Monday's boulder narrowly missed the head of Rose Hamakado as it went sailing through the air, smashed into the corner of the couple's master bedroom, and crushed a concrete bench.
Although police had said the state would be sending a geologist to assess the situation, personnel from the Department of Land and Natural Resources said yesterday that it was not its responsibility because the land from which the boulder came was privately owned.
"We sympathize with the homeowner who had this experience, and who, fortunately, escaped unharmed," said Peter Young, DLNR director. "As with other instances where rocks have fallen from slopes, it is the landowner's responsibility to take necessary actions."
DLNR officials said the land above the Hamakado's home at 1745 A Henry St., is a 17.67-acre parcel owned by various private individuals.
Some Henry Street residents have built their own barriers to protect their property since the 2002 rock fall.

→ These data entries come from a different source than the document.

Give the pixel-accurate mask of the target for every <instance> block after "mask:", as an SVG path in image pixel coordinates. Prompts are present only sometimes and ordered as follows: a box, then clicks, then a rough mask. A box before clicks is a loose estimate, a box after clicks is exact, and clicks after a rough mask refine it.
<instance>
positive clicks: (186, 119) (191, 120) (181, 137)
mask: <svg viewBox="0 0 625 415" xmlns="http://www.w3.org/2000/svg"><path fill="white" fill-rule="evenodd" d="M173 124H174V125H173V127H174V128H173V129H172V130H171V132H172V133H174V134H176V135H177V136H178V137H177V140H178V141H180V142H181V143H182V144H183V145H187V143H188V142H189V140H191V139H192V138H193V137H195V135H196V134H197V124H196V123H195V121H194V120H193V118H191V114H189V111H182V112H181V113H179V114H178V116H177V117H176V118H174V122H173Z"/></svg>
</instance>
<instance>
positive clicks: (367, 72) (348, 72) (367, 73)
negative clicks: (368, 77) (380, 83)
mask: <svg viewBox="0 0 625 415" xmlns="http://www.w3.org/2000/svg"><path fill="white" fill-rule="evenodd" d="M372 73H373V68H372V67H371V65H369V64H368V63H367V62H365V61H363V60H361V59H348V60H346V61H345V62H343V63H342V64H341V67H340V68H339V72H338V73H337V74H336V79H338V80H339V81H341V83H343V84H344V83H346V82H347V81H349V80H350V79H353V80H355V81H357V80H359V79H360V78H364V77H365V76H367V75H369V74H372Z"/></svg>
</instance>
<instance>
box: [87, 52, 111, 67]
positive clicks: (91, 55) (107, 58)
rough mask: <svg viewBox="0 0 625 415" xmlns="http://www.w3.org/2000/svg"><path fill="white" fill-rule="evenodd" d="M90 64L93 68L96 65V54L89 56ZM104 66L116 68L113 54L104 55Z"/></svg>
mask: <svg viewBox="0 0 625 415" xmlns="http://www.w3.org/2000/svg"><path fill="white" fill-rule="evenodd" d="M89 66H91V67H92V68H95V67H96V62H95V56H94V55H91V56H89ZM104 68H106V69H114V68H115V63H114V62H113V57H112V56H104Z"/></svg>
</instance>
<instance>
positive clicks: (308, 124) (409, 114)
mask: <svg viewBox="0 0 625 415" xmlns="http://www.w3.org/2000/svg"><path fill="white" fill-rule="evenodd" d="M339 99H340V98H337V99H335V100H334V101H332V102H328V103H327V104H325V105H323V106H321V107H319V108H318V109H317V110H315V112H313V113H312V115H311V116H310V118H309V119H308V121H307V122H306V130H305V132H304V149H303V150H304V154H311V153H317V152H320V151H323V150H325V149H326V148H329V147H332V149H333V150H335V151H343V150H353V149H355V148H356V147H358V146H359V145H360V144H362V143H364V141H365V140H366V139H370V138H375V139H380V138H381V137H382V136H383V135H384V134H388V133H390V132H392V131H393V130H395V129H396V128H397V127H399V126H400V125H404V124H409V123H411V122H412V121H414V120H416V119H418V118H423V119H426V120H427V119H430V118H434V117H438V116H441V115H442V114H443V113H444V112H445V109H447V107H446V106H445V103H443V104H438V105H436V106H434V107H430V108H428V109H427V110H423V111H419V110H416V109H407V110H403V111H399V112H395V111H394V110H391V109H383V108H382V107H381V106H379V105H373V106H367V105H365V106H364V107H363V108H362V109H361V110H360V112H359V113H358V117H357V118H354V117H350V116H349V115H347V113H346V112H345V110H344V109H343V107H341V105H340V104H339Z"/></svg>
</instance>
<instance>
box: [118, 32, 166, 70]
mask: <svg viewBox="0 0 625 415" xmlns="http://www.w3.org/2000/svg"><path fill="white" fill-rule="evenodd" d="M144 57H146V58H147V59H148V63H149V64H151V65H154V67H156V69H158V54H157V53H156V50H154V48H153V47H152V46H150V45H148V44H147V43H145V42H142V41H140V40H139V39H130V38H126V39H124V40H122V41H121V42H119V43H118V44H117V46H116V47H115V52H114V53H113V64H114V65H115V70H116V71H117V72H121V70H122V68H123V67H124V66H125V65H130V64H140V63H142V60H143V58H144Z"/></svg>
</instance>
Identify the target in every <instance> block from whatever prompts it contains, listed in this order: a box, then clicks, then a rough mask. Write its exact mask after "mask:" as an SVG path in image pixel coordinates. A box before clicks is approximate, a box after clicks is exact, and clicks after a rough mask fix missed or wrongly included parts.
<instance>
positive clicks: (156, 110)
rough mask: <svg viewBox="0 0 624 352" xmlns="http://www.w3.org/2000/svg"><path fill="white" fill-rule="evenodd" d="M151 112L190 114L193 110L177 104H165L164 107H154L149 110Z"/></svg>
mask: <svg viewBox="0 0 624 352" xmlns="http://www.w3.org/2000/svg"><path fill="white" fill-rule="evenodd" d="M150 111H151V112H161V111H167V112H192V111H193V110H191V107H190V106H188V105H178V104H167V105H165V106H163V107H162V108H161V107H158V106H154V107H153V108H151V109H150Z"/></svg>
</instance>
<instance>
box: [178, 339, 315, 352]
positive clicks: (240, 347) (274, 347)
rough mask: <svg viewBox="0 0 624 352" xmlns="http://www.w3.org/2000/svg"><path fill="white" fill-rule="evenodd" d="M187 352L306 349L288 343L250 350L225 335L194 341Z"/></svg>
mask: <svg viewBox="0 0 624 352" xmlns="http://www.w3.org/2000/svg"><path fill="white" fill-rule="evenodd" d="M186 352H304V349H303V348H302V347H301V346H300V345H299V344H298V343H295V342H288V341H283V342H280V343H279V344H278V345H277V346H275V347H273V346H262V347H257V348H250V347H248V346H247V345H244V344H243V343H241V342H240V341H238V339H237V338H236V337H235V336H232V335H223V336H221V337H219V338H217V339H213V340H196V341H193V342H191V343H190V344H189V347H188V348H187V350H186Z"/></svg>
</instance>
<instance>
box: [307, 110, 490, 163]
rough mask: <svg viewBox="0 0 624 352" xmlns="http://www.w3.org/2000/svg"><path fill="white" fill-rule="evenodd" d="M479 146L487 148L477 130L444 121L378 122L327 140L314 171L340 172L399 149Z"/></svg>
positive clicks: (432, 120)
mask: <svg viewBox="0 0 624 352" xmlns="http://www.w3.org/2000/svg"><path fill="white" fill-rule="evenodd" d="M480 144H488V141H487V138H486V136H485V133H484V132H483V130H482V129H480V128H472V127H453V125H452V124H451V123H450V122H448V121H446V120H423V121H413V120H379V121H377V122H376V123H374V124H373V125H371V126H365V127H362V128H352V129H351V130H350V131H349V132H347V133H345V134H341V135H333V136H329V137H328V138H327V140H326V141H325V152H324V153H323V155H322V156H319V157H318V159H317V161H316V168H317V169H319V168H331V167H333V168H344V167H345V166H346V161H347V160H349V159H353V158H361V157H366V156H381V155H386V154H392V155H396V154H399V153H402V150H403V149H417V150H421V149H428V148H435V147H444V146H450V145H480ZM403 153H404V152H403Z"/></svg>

"I think everybody has to take action," said Hamakado's neighbor, Donald Chun.
After Onishi's death, he built a 4- 1/2-foot guardrail with 3-inch pipe filled with concrete and reinforcing steel bars above his 15-foot retaining wall. "If you wait, you might become a statistic."
Onishi has filed a lawsuit against Vance and Hiroko Vaughan of the Vance Vaughan Revocable Trust, an owner of land above Henry Street. As part of the lawsuit, a geological survey of the cliff above Onishi's property was done.

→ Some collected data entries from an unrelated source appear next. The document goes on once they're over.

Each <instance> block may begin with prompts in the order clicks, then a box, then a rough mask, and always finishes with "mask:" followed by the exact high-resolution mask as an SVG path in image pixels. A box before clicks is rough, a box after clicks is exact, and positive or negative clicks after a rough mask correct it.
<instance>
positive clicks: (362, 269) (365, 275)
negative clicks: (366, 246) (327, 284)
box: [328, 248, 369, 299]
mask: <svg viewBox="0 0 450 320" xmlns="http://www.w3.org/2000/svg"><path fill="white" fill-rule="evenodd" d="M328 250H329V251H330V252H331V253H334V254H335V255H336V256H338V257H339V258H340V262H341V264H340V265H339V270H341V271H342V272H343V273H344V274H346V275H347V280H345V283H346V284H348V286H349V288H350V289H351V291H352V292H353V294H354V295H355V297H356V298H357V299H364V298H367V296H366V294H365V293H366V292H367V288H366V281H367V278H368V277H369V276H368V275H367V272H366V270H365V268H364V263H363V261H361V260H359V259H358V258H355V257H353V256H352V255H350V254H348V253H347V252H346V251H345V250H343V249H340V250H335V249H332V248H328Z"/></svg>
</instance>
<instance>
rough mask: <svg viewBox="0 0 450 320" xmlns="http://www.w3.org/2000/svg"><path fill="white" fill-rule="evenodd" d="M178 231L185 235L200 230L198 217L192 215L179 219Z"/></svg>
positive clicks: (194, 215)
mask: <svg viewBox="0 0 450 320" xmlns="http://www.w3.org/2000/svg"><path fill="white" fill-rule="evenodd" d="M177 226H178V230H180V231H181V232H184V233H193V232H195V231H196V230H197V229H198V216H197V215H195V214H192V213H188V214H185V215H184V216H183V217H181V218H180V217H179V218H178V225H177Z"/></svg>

According to the survey by Masa Fujioka & Associates, there is a "boulder cluster which is very loose and may be unsafe" at the top of a 50-foot cliff above the Henry Street homes.

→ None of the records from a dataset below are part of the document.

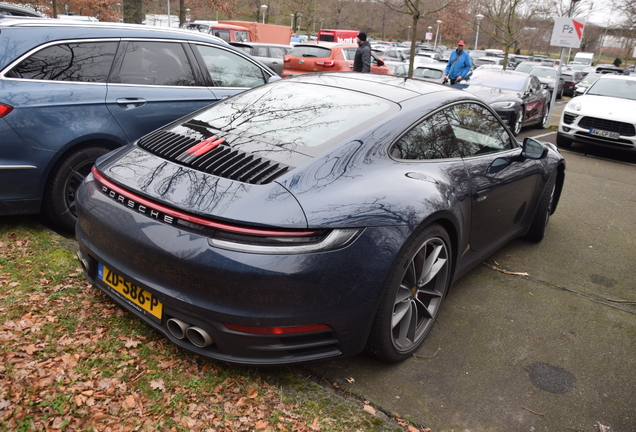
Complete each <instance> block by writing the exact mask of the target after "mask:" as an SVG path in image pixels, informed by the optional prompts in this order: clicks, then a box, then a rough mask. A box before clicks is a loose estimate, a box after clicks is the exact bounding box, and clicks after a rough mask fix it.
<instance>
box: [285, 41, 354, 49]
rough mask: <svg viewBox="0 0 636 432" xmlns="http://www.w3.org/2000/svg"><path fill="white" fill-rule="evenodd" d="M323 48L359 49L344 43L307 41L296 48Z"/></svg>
mask: <svg viewBox="0 0 636 432" xmlns="http://www.w3.org/2000/svg"><path fill="white" fill-rule="evenodd" d="M307 45H310V46H322V47H325V48H337V47H338V48H339V47H342V48H357V47H358V45H356V44H343V43H338V42H325V41H307V42H303V43H299V44H296V45H295V46H307Z"/></svg>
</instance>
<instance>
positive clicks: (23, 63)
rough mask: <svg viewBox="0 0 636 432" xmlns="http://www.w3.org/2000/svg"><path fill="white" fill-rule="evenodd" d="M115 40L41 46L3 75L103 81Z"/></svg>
mask: <svg viewBox="0 0 636 432" xmlns="http://www.w3.org/2000/svg"><path fill="white" fill-rule="evenodd" d="M117 44H118V42H82V43H66V44H60V45H54V46H50V47H47V48H44V49H42V50H40V51H38V52H36V53H34V54H33V55H31V56H29V57H28V58H26V59H25V60H23V61H21V62H20V63H19V64H18V65H17V66H15V67H14V68H13V69H12V70H11V71H10V72H9V73H7V75H6V76H8V77H11V78H24V79H33V80H49V81H78V82H92V83H105V82H106V80H107V78H108V74H109V72H110V67H111V65H112V64H113V59H114V57H115V51H117Z"/></svg>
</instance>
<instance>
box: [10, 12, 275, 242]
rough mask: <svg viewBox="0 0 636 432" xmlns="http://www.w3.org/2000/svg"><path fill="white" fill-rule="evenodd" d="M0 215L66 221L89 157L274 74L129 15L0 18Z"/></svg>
mask: <svg viewBox="0 0 636 432" xmlns="http://www.w3.org/2000/svg"><path fill="white" fill-rule="evenodd" d="M0 34H1V35H2V37H1V38H0V137H2V139H1V140H0V216H4V215H17V214H35V213H40V212H43V213H44V214H45V215H46V216H47V217H48V218H49V219H50V221H51V222H52V223H54V224H55V225H56V226H57V227H59V228H60V229H63V230H67V231H72V230H73V229H74V226H75V222H76V220H77V217H76V213H75V190H76V188H77V187H78V186H79V184H80V183H81V181H82V179H83V178H84V177H85V176H86V175H87V174H88V173H89V172H90V168H91V166H92V165H93V163H94V162H95V160H96V159H97V158H98V157H99V156H101V155H103V154H105V153H107V152H109V151H111V150H113V149H115V148H117V147H120V146H122V145H124V144H127V143H128V142H131V141H134V140H136V139H138V138H139V137H141V136H143V135H145V134H147V133H149V132H151V131H153V130H155V129H157V128H159V127H161V126H164V125H165V124H167V123H170V122H172V121H174V120H176V119H178V118H180V117H183V116H185V115H187V114H189V113H191V112H193V111H196V110H198V109H200V108H203V107H205V106H207V105H209V104H211V103H214V102H216V101H218V100H220V99H224V98H226V97H228V96H231V95H234V94H236V93H239V92H242V91H244V90H246V89H248V88H253V87H256V86H259V85H262V84H265V83H267V82H268V81H270V80H274V79H278V76H277V75H276V74H275V73H274V72H273V71H271V69H269V68H267V67H266V66H264V65H263V64H262V63H260V62H258V61H257V60H254V59H253V58H251V57H250V56H249V55H247V54H246V53H245V52H243V51H240V50H237V49H235V48H233V47H231V46H229V45H228V44H226V43H225V42H223V41H222V40H220V39H218V38H215V37H213V36H209V35H204V34H198V33H194V32H189V31H185V30H179V29H165V28H163V29H162V28H152V27H146V26H137V25H133V24H114V23H87V22H59V21H58V20H48V19H35V18H34V19H21V20H17V19H11V18H0Z"/></svg>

The boulders were affected by a flow of water "from a drainage culvert at the entrance to the Vaughan property," according to the survey.
The survey recommends that "the Onishis move out of their residence until the situation is remedied" and that "the other residents on both sides of the Onishi residence be notified of the hazard."
Onishi said: "I shared this with my neighbors because they're elderly, in their 80s and 90s ... All I could tell them was that there is a peril threatening."
Onishi said he invited the landowners above him to a neighborhood meeting but that the response he received was "it was your survey, you tell your neighbors."
"I started to get upset and angry," he said. "I had hoped that the landowners could at least answer the question about what should be done."
Onishi's lawsuit alleges that the Vaughans "failed to assess the stability of their property for dangerous conditions."
The Vaughans' attorney could not be reached for comment.
Onishi's attorney, Steven Kim, said that according to their geological survey, the boulder that hit the Hamakado's house is likely not from the same property where the Onishis' boulder originated. Even so, Kim said, he believes the basic message to property owners living at the top of ridges to be the same.
"Talk to your neighbors, let them know what's going on," Kim said. "We're not talking about a tree on someone's property dropping leaves, we're talking about boulders dropping."